Domingo de historias

 

Un paseo por Barcelona

Las calles mojadas ahogan mis pasos mientras recorro el paseo marítimo. Ni siquiera a estas horas de la madrugada, la ciudad duerme en silencio. El ruido de los coches y, sobre todo, de los camiones, llega a mis oídos con más fuerza que las olas. Barcelona está viva, tanto de noche como de día.

Al llegar frente a la estatua de Colón, un recuerdo aflora entre la multitud de pensamientos que me acechan, la boda de mi hermano, al que ahora solo puedo ver en ellos y en sueños. Sonrío al recordar la incredulidad de mis tíos, cuando al preguntarle a mi padre si desde el restaurante podían ir hasta el mar, él les respondió que mi tío me llevara a caballito y que yo les conduciría hasta allí y luego los llevaría de vuelta a mi casa. Si mi padre levantara la cabeza, se reiría otra vez de la cara de incredulidad de ambos.

Distraída, no me fijo en las calles hasta que las luces del Teatro Apolo me deslumbran. Me maldigo en silencio al verme en la ancha avenida del Paralelo. Sin darme cuenta, he dejado atrás Las Ramblas, así que, sin pensarlo demasiado, me meto en el Raval, por la calle Teatro, aunque me arrepiento en seguida al ver a dos tipos sentados en un portal, con los ojos en blanco, junto a unas jeringas tiradas. Me doy la vuelta para regresar por donde he venido, pero otra pareja me mira y susurra entre ellos, con voces gangosas y titubeantes, debidas a algo más que una simple borrachera. Echo a correr, sin mirar por donde voy, con el único objetivo de llegar a Las Ramblas. Sin mirar si me siguen o no, vuelo entre las calles estrechas y malolientes hasta llegar a mi destino. Me detengo, jadeando, pero un extraño movimiento a mi espalda me obliga a correr de nuevo, sin prestar atención a las dos prostitutas que se apoyan indolentes en una esquina. Mantengo mi alocada carrera hasta que tropiezo con uno de los quioscos. Con lágrimas en los ojos, me cojo la pierna y miro hacia atrás. Nadie me sigue, pero unos transeúntes cruzan al otro lado de la calle para alejarse de mí. No me sorprende demasiado. Quizá a otra hora, alguien se atreviera a ayudarme, pero no cuando ni siguiera ha amanecido.
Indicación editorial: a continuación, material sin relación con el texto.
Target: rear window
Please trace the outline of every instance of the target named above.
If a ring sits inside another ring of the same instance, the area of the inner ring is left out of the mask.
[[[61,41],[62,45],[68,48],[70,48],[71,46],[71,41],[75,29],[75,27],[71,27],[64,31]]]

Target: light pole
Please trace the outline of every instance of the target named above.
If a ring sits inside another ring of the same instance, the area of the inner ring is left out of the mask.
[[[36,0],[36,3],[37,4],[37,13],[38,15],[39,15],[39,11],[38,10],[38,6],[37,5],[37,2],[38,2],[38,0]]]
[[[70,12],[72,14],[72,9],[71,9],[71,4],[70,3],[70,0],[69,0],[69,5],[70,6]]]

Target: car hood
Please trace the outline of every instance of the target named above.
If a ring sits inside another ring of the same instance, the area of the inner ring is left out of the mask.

Con Las Ramblas casi vacías y cerca de la Plaza Cataluña, me atrevo a sentarme en un banco. El follaje de los árboles susurra con la brisa marina que me obliga a abrocharme la chaqueta. Más tranquila, camino despacio, contemplando los balcones llenos de flores. Se acerca Sant Jordi y eso se nota.

El amanecer trae consigo el despertar de la ciudad. Las calles se llenan de ruido, de coches y de transeúntes. Sonrío, sintiéndome a salvo entre la gente. Tampoco estoy muy pendiente del camino esta vez, porque en el Eixample es difícil perderte. C
on las calles perpendiculares, como una cuadrícula romana, siempre sabes dónde estás y si desorientas, solo tienes que buscar el Tibidabo o el mar. Caminando entre los árboles y los bloques de pisos, rodeada de gente a la que no conozco, me doy cuenta de que Barcelona es una ciudad preciosa y solitaria. Quién sabe si como todas las ciudades, pero, a veces, tengo la sensación de que es el único lugar del mundo donde puedes sentirte sola en medio del gentío.

A pesar de todo, cuando llego a mi portal y abro la puerta, me siento feliz de estar en casa, donde corro a abrir la ventana, para ver la copa de los árboles mecerse de nuevo, mientras los coches pitan y los transeúntes se apresuran para llegar a tiempo a sus destinos.